Internet Search When you type a search query into a Google search bar, the results you see may not be the results the rest of the world sees, especially if you type the same query into Google often – like your name, your business name, or your clients’ names.
Many people don’t understand that Google works very hard to provide users with the results they think that user, specifically, prefers. Gradually over many years, Google has customized the results for all users. So in any given search, you do not see the results someone else doing the same search would see.
Google tries to show you what will be most useful to you. It shows you results based on what you seem to have found useful in your past Google searches (plus your location). They call this “personalization” and, of course, it drives SEO practitioners crazy. Or it did.
When you click on a search result in Google, Google pays attention to where you click – your choices from the options provided. They note how quickly you leave one result to return to the Google search results page and choose another option (a variation on “bounce rate”). They also track the result you chose and stayed at, never returning to the results page again, because that means that Google succeeded in providing you with the information you were seeking. Yes, it is a little creepy that they pay that much attention, but they seem to be doing it for the right reasons (at least publicly).
Google uses the information they collect about your preferences in search results to personalize your future search results. And it’s usually a good thing!
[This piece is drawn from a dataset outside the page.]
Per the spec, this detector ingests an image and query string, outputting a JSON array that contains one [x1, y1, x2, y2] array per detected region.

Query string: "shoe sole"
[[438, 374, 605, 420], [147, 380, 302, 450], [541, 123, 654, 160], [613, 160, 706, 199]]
For example, if you do a search on the term “Boston,” you most likely get results about the city unless you showed interest in Boston College or Boston University in past searches. If you have selected one of those sites frequently in the past, then Google will mix in results about that school with the results about the city. Or, if you are a sports fan, a search on “Boston” will probably result in entries about the city but also entries about the Boston Red Sox, Boston Celtics, and/or Boston Bruins as well as the college sports teams. If you seem to search often for restaurants, the results for the same “Boston” search will probably include the closest Boston Market restaurant location plus entries from your favorite online Boston restaurant guides. Google “personalization” at work!